Só um acontecimento trágico – a morte de um estudante de 16 anos dentro de uma escola em Curitiba – quebrou o torpor, e ainda assim apenas parcialmente. Entidades importantes passaram a se posicionar e a pedir a liberação das escolas, mas sem deixar evidente o caráter antidemocrático do movimento. Faltou a certeza de que, como expusemos em editorial no último fim de semana, “a democracia pressupõe a convicção de que há direitos que não podem ser limitados pelos outros”, e de que “nem mesmo a absoluta nobreza de uma ideia justifica que se tente fazê-la valer pela força ou pela marra, sem diálogo e prescindindo dos canais institucionais”. Como tanta gente pôde perder isso de vista?
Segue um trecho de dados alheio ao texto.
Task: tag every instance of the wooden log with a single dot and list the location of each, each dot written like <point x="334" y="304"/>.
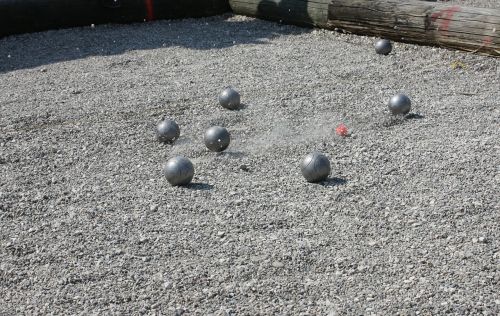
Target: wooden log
<point x="300" y="12"/>
<point x="437" y="24"/>
<point x="421" y="22"/>
<point x="22" y="16"/>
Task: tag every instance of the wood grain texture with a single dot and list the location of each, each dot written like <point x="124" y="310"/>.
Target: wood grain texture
<point x="421" y="22"/>
<point x="299" y="12"/>
<point x="444" y="25"/>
Ora, quando se tolera ou até se defende esse tipo de situação, quando se considera legítimo que um pequeno grupo se aproprie de uma escola inteira, prejudicando toda uma comunidade com a interrupção das aulas, quando não se percebe o risco antidemocrático que está embutido no próprio DNA desses protestos, as consequências mais graves não tardam a chegar. À medida que o movimento dos estudantes secundaristas é enfraquecido com decisões de reintegração de posse, a turma para quem os fins justificam os meios percebe que a via pacífica pode não ser suficiente, e julga que é chegado o momento de fazer algo mais para chamar a atenção.
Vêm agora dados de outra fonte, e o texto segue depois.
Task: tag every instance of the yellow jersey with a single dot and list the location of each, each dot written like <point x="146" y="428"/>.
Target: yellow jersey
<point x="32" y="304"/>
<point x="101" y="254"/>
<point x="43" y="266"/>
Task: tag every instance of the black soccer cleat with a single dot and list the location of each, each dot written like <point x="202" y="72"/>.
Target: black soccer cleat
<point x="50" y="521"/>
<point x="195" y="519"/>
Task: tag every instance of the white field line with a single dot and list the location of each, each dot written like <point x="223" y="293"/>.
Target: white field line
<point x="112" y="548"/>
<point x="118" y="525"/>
A verdade é que a natureza e os objetivos de ambas as ações – nas escolas estaduais e na UFPR – são exatamente os mesmos: em uma postura autoritária, um pequeno grupo se concedeu o poder de decidir suprimir os direitos dos demais. Vítimas do déficit democrático de que falamos dias atrás, muitos paranaenses não perceberam o ovo da serpente escondido no protesto secundarista. Pois o ovo eclodiu agora, com a mudança nos métodos usados pelos manifestantes. E quanto mais legitimidade se lhes concede mesmo diante de circunstâncias como as da invasão do Prédio Histórico, maior é a confusão conceitual que toma conta da sociedade e da qual se aproveitam os adversários da democracia.